Where Are the So-Called Human Rights Defenders for the People of Iran?
The Nauseating Double Standards of the Human Rights Industry
by Majid Rafizadeh • January 17, 2026 at 5:00 am
When it comes to Iran... where ordinary, unarmed people demanding freedom are being beaten, tortured, imprisoned, and gunned down in the streets by their own leaders, this high-minded moral chorus has all but disappeared.
The same institutions and voices that were so shrill and relentless when condemning Israel in the name of Palestinian rights are, when courageous Iranian lives are at stake, spectacularly non-existent. This double standard only exposes the bottomless hypocrisy at the heart of much contemporary human rights activism.
The Iranian people, after weeks of being massacred in the streets, are still waiting for that "locked and loaded" promise that Trump keeps making but never delivers. To them, once again, as during the term of President Barack Hussein Obama, it must look as if their deaths do not matter, and do not trigger the same "moral reflex" as other conflicts.
Is Trump really going to thwart the efforts of these unimaginably courageous people trying to rid themselves of a brutal despotism that has been attacking them for 47 years?
The silence tells them that the human rights of the global liberal and leftist establishment are not truly universal at all -- but conditional, applied extremely selectively based on being paid and transported by professional organizers, as well as on often fabricated anti-American and anti-Jewish geopolitical narratives.
Instead, what we see is -- nothing. A few indignant statements are released, carefully worded to be stripped of urgency. There are no mobilizations, no sense that what is happening in Iran represents a deadly emergency. This passivity contrasts with the manufactured energy poured into other causes. The moment outrage is selective, it is no longer moral; it is just political puffery.
Women who resist are harassed, tortured, raped in detention or even killed. In recent uprisings, women have openly defied the regime. They have removed their headscarves and called for freedom while daring to imagine a life without fear. Many are today paying with their lives for their courage while the loud, fearless, sanctimonious "defenders of human rights" just shop at the supermarket.
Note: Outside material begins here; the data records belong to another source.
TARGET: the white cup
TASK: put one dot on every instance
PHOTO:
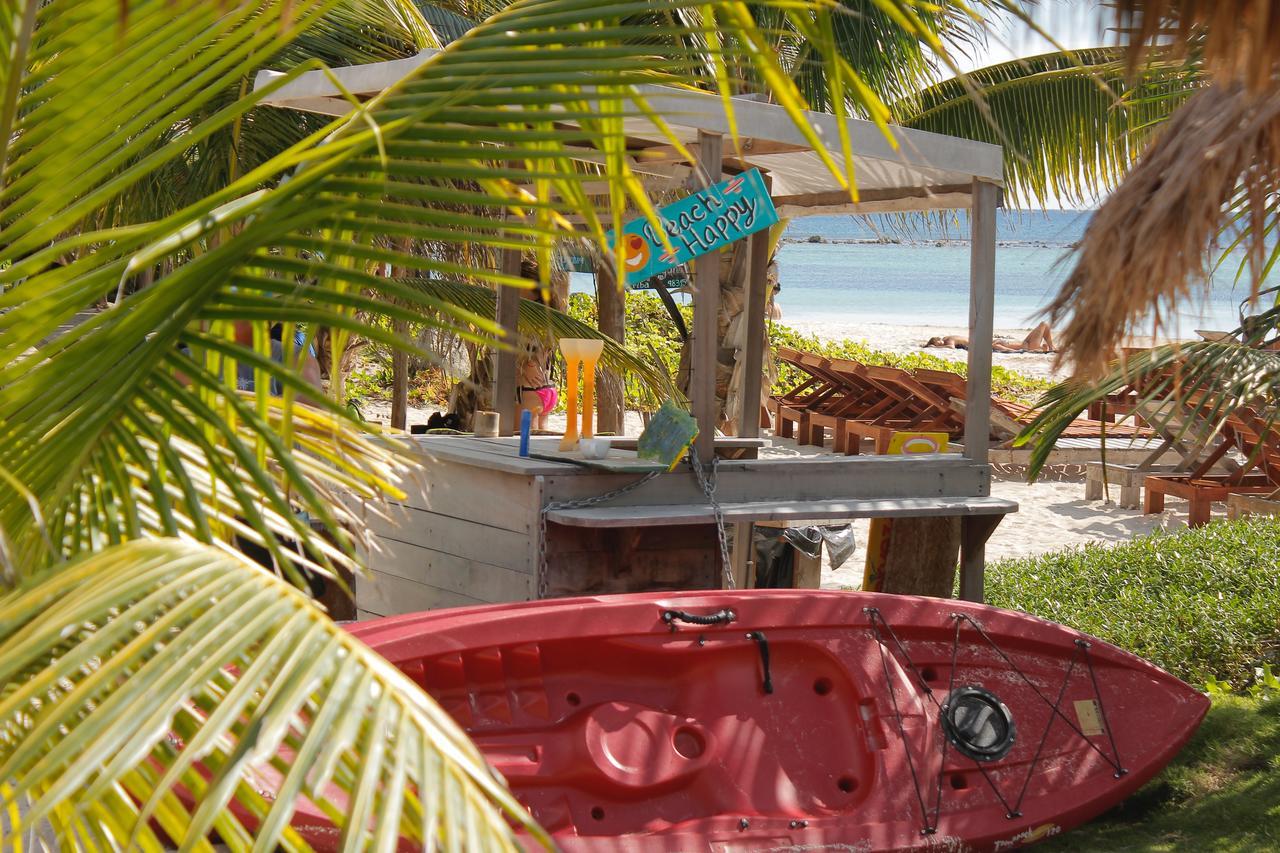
(594, 447)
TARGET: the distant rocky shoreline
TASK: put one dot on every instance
(908, 241)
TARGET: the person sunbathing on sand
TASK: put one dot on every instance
(1038, 340)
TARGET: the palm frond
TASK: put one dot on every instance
(1072, 123)
(1183, 387)
(170, 682)
(442, 156)
(1239, 39)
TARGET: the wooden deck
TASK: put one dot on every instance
(470, 528)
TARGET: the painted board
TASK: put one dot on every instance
(696, 224)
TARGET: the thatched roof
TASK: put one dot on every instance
(1147, 247)
(1216, 162)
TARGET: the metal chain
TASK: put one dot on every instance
(708, 486)
(705, 483)
(576, 505)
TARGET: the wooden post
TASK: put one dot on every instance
(982, 302)
(753, 355)
(611, 305)
(702, 387)
(977, 409)
(504, 363)
(974, 532)
(400, 379)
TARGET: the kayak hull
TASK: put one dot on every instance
(804, 719)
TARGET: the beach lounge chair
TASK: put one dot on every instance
(1009, 418)
(904, 405)
(821, 392)
(1247, 432)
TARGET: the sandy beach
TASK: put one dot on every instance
(1052, 511)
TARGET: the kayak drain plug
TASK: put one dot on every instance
(764, 658)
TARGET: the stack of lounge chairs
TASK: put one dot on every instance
(854, 401)
(1255, 438)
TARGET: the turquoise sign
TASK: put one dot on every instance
(668, 279)
(696, 224)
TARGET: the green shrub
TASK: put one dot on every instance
(1220, 793)
(1202, 603)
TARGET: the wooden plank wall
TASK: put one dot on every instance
(462, 536)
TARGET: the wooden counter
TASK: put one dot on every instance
(470, 529)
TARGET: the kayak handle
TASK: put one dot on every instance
(718, 617)
(767, 683)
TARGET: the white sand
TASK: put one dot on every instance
(1052, 512)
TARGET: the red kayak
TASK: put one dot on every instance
(771, 719)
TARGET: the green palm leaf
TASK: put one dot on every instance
(1072, 123)
(172, 682)
(1183, 386)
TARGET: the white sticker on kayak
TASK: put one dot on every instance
(1087, 715)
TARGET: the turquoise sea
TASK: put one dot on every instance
(923, 279)
(880, 270)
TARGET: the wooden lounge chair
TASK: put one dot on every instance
(1009, 418)
(791, 410)
(904, 404)
(1247, 432)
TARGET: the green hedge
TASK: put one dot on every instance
(1202, 603)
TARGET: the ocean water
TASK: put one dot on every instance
(882, 270)
(923, 278)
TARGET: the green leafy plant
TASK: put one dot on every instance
(1202, 603)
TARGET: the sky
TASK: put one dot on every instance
(1074, 23)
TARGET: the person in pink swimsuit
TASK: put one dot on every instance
(536, 391)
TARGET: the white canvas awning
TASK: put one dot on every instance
(915, 170)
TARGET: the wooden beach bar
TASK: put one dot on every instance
(483, 524)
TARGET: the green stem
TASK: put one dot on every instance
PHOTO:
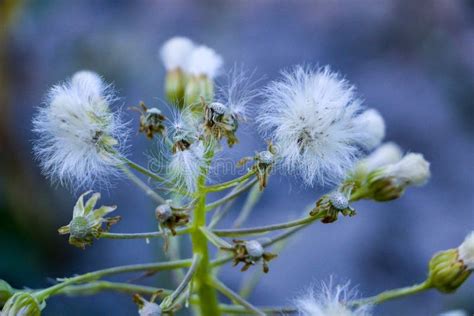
(101, 286)
(92, 276)
(140, 235)
(221, 287)
(231, 196)
(142, 185)
(393, 294)
(229, 184)
(143, 170)
(264, 229)
(207, 294)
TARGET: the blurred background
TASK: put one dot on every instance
(411, 60)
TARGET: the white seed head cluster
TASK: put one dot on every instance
(186, 166)
(175, 52)
(412, 169)
(79, 137)
(181, 53)
(386, 154)
(466, 251)
(313, 118)
(329, 300)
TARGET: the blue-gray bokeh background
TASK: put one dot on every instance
(412, 60)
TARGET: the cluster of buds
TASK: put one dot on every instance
(171, 218)
(87, 222)
(219, 122)
(250, 253)
(385, 175)
(330, 205)
(148, 308)
(450, 268)
(151, 121)
(22, 303)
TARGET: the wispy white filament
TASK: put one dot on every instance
(175, 52)
(466, 251)
(313, 118)
(78, 134)
(204, 61)
(413, 169)
(329, 300)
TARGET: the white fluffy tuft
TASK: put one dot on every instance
(413, 169)
(466, 251)
(77, 130)
(204, 61)
(311, 117)
(329, 300)
(373, 124)
(175, 52)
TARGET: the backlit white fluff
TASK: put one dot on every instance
(78, 134)
(413, 169)
(186, 166)
(466, 251)
(373, 124)
(329, 300)
(312, 118)
(204, 61)
(388, 153)
(237, 92)
(175, 52)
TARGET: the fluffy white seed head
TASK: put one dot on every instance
(386, 154)
(204, 61)
(466, 251)
(79, 137)
(311, 118)
(175, 52)
(186, 166)
(373, 124)
(413, 169)
(237, 91)
(329, 300)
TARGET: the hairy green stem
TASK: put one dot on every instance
(93, 276)
(207, 294)
(221, 287)
(230, 183)
(394, 294)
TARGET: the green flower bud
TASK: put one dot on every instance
(6, 291)
(175, 83)
(447, 271)
(22, 304)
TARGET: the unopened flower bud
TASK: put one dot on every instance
(163, 213)
(175, 84)
(449, 269)
(254, 249)
(22, 304)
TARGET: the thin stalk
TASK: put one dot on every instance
(168, 302)
(394, 294)
(142, 185)
(252, 199)
(231, 196)
(239, 310)
(229, 184)
(206, 293)
(264, 229)
(147, 235)
(101, 286)
(221, 287)
(92, 276)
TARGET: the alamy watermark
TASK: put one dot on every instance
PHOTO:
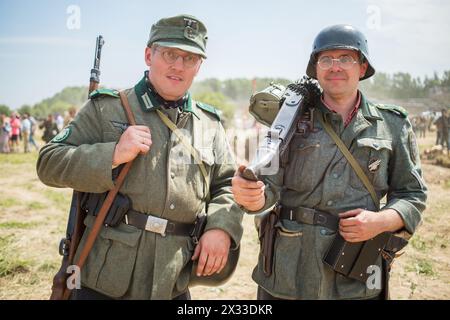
(73, 21)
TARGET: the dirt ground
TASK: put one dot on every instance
(32, 220)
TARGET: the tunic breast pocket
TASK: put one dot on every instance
(304, 157)
(111, 136)
(207, 158)
(373, 155)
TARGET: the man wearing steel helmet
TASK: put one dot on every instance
(321, 194)
(148, 254)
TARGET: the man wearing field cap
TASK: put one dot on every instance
(168, 183)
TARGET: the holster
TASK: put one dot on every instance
(267, 233)
(352, 259)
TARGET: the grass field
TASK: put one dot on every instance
(33, 218)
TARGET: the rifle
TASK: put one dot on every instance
(95, 71)
(75, 224)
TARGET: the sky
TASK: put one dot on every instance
(47, 45)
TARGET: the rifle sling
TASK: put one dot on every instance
(99, 220)
(353, 162)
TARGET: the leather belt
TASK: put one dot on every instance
(327, 220)
(310, 216)
(158, 225)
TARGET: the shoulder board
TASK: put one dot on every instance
(104, 92)
(210, 109)
(400, 111)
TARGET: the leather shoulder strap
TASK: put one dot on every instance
(353, 162)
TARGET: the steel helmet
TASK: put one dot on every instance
(341, 36)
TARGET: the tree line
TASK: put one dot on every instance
(228, 94)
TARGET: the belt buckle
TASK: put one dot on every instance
(156, 225)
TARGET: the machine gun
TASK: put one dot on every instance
(294, 102)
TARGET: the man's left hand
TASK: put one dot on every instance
(212, 252)
(360, 225)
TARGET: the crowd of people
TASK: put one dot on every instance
(430, 121)
(17, 130)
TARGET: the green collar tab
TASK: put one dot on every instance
(104, 92)
(400, 111)
(366, 107)
(148, 101)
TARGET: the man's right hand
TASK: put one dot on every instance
(249, 194)
(135, 140)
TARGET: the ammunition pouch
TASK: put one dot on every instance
(92, 202)
(352, 259)
(267, 234)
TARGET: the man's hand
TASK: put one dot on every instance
(135, 140)
(212, 252)
(249, 194)
(360, 225)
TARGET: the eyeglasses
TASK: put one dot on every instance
(344, 62)
(170, 57)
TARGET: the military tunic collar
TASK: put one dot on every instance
(367, 113)
(149, 102)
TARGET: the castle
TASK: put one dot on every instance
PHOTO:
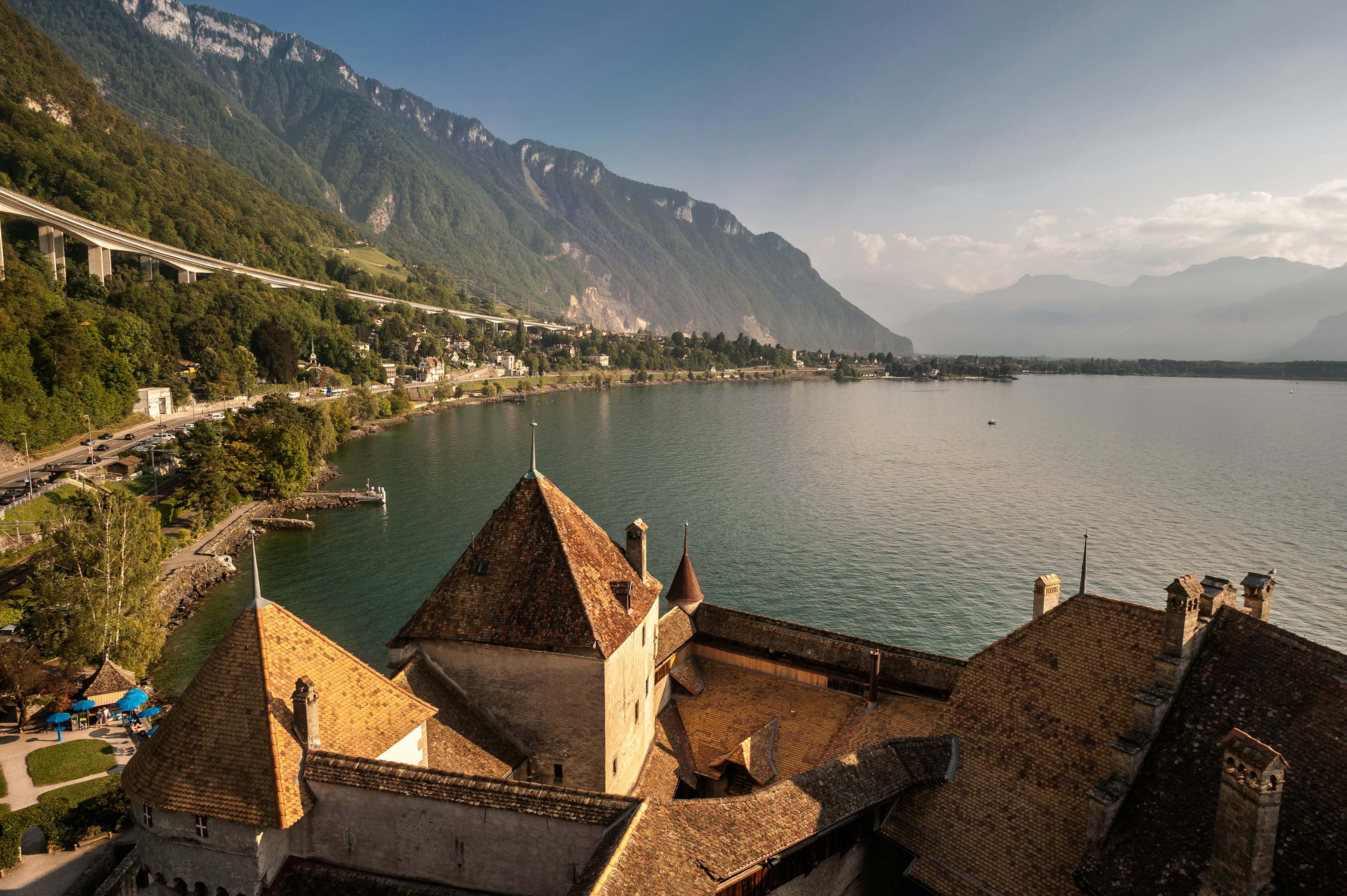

These protests are not just about Iran. They are about whether human rights are truly universal or just rhetorical twaddle deployed when one has nothing better to do.
The United Nations, prominent NGOs, liberal politicians, and left-leaning activist networks seemingly love to frame themselves as some kind of elevated moral conscience for the international system. They speak the language of "justice," "dignity," and "universal human rights," and insist -- sometimes with threats and violence -- that silence in the face of oppression is "complicity."
When it comes to Iran, however, where ordinary, unarmed people demanding freedom are being beaten, tortured, imprisoned, and gunned down in the streets by their own leaders, this high-minded moral chorus has all but disappeared.
If the slaughter has stopped, it is reportedly "only because residents are being held hostage in their homes by machine gun-wielding security forces that have flooded the streets."